A vane position control signal based on the pressure error signal is applied to a manual/automatic (M/A) station 40 and then preferably to another multiplier 42. The output from the multiplier 42 is the vane position demand signal applied to the vane actuator 26. A suitable circuit for the M/A station 40 is shown and described in another Westinghouse Electric Corporation bulletin dated Feb. 1977 and entitled "7300 Series Tracking Driver (NTD) Card".
In normal operation the pressure control loop just described is effective to hold the furnace pressure to the setpoint value with relatively small process error. During transient startup conditions, however, unsafe pressure overshoots or excursions can occur unless the furnace pressure is limited by some other means.

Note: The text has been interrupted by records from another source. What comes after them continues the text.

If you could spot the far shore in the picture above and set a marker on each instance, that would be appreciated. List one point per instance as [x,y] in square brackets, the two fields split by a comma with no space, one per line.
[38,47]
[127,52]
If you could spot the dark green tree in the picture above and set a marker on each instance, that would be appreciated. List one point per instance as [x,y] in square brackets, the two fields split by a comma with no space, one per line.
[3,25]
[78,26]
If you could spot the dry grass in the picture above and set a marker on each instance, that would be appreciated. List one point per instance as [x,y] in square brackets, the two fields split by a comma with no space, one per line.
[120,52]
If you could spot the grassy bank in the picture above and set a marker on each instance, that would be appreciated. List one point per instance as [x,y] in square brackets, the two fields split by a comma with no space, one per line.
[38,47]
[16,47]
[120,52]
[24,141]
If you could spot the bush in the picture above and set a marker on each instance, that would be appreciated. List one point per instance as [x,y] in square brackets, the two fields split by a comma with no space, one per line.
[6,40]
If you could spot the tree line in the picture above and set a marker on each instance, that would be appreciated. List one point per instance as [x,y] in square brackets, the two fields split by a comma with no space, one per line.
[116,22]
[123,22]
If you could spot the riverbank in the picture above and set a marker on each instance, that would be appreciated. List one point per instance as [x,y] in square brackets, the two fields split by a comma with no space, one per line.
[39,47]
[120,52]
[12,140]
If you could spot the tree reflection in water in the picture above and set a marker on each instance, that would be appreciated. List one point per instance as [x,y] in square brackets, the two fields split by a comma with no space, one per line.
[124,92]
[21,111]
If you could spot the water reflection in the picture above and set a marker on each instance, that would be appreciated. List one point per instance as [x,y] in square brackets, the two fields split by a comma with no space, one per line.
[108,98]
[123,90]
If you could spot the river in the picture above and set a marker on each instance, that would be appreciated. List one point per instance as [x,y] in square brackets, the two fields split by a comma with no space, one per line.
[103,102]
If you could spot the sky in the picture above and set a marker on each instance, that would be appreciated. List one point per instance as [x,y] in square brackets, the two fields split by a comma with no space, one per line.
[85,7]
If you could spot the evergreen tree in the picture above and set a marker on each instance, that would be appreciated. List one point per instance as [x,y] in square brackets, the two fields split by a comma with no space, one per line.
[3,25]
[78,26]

Preferably, the suction inlet temperature is sensed as an indicator of startup conditions. The output signal from the temperature sensor (thermocouple) 30 is applied to a transducer 46 which in turn is coupled to a function generator 48. The temperature transducer can be a circuit like that shown in Westinghouse Instruction Bulletin IB-101-828 dated January 1975 and entitled "Low Level Amplifier". The function generator 48 can be a circuit like that shown and described in a Westinghouse Bulletin dated April 1977 and entitled "7300 Series Function Generator (NCH) Card".
In order to provide improved stability of control loop operation, it is preferable that the inlet vanes position be limited as a function of inlet air temperature such that control loop gain is held substantially constant when limit action is being applied and when limit action is not being applied. This is achieved by reducing the gain downstream of the M/A station 40 and increasing the gain upstream of the M/A station to maintain constant overall loop gain.
The two multipliers are accordingly preferably employed to apply the pressure limit control while holding pressure control loop gain substantially constant. Thus, the limit signal from the function generator 48 is applied to the multiplier 42 as a multiplier (gain) factor which reduces the position demand to a limit value when air temperature is low during startup. The limit signal is also applied to another function generator circuit 50 like that employed by the function generator 48. However, the function generator 50 is connected as an inverter and its output is applied as a multiplier factor (gain) to the multiplier 36.
The net operation of the multipliers 36 and 42 is to hold the control loop gain at its characteristic value, i.e., to multiply it by one. For example, if the output of the function generator 48 is a 50% signal, the gain factor applied to the multiplier 36 is 2 and that gain factor applied to the multiplier 42 is 0.5. The net control loop gain multiplication is 1, while the inlet vane position is limited to 0.5 times the full open vane position.
Generally, as shown in the graphical illustration, the limited value f(x) is 30% at all air temperatures below t1 and increases on a ramp to 100% at t2. At temperatures above t2, the limit is constant at 100%. The function generator 50 inverts the function f(x) over the operating range of inlet air temperatures to produce constant gain control loop operation as described above. During starting, the function f(x) results in the application of a limit within the range 0% to 30% as inlet air temperature rises. At all times, the limit is such that furnace pressure is restricted to a safe value at the operating inlet air temperature. The fact that the M/A station is upstream from the multiplier 42 results in pressure limit action in both the automatic and the manual modes of operation.